Properties to retrieve

This table summarizes the properties that are available for an existing search job.

Property Description
cursorTime The earliest time from which no events are later scanned.
delegate For saved searches, specifies jobs that were started by the user.
diskUsage The total amount of disk space used, in bytes.
dispatchState The state of the search. Can be any of QUEUED, PARSING, RUNNING, PAUSED, FINALIZING, FAILED, DONE.
doneProgress A number between 0 and 1.1 that indicates the approximate progress of the search.
dropCount For real-time searches, the number of possible events that were dropped due to the "rt_queue_size".
eai:acl The access control list for this job.
eventAvailableCount The number of events that are available for export.
eventCount The number of events returned by the search.
eventFieldCount The number of fields found in the search results.
eventIsStreaming A Boolean that indicates whether the events of this search are being streamed.
eventIsTruncated A Boolean that indicates whether events of the search have not been stored.
eventSearch Subset of the entire search before any transforming commands.
eventSorting A Boolean that indicates whether the events of this search are sorted, and in which order ("asc" for ascending, "desc" for descending, and "none" for not sorted).
isDone A Boolean that indicates whether the search has finished.

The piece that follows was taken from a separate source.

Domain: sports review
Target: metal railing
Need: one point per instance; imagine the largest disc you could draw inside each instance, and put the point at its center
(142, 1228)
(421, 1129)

isFailed A Boolean that indicates whether there was a fatal error executing the search (for example, if the search string syntax was invalid).
isFinalized A Boolean that indicates whether the search was finalized (stopped before completion).
isPaused A Boolean that indicates whether the search has been paused.
isPreviewEnabled A Boolean that indicates whether previews are enabled.
isRealTimeSearch A Boolean that indicates whether the search is a real time search.
isRemoteTimeline A Boolean that indicates whether the remote timeline feature is enabled.
isSaved A Boolean that indicates whether the search is saved indefinitely.
isSavedSearch A Boolean that indicates whether this is a saved search run using the scheduler.
isZombie A Boolean that indicates whether the process running the search is dead, but with the search not finished.
keywords All positive keywords used by this search. A positive keyword is a keyword that is not in a NOT clause.
label A custom name created for this search.
messages Errors and debug messages.
numPreviews Number of previews that have been generated so far for this search job.
performance A representation of the execution costs.
priority An integer between 0-10 that indicates the search's priority.
remoteSearch The search string that is sent to every search peer.
reportSearch If reporting commands are used, the reporting search.
request GET arguments that the search sends to splunkd.
resultCount The total number of results returned by the search, after any transforming commands have been applied (such as stats or top).
resultIsStreaming A Boolean that indicates whether the final results of the search are available using streaming (for example, no transforming operations).
resultPreviewCount The number of result rows in the latest preview results.
runDuration A number specifying the time, in seconds, that the search took to complete.
scanCount The number of events that are scanned or read off disk.
searchEarliestTime The earliest time for a search, as specified in the search command rather than the "earliestTime" parameter. It does not snap to the indexed data time bounds for all-time searches (as "earliestTime" and "latestTime" do).
searchLatestTime The latest time for a search, as specified in the search command rather than the "latestTime" parameter. It does not snap to the indexed data time bounds for all-time searches (as "earliestTime" and "latestTime" do).
searchProviders A list of all the search peers that were contacted.
sid The search ID number.
ttl The time to live, or time before the search job expires after it has finished.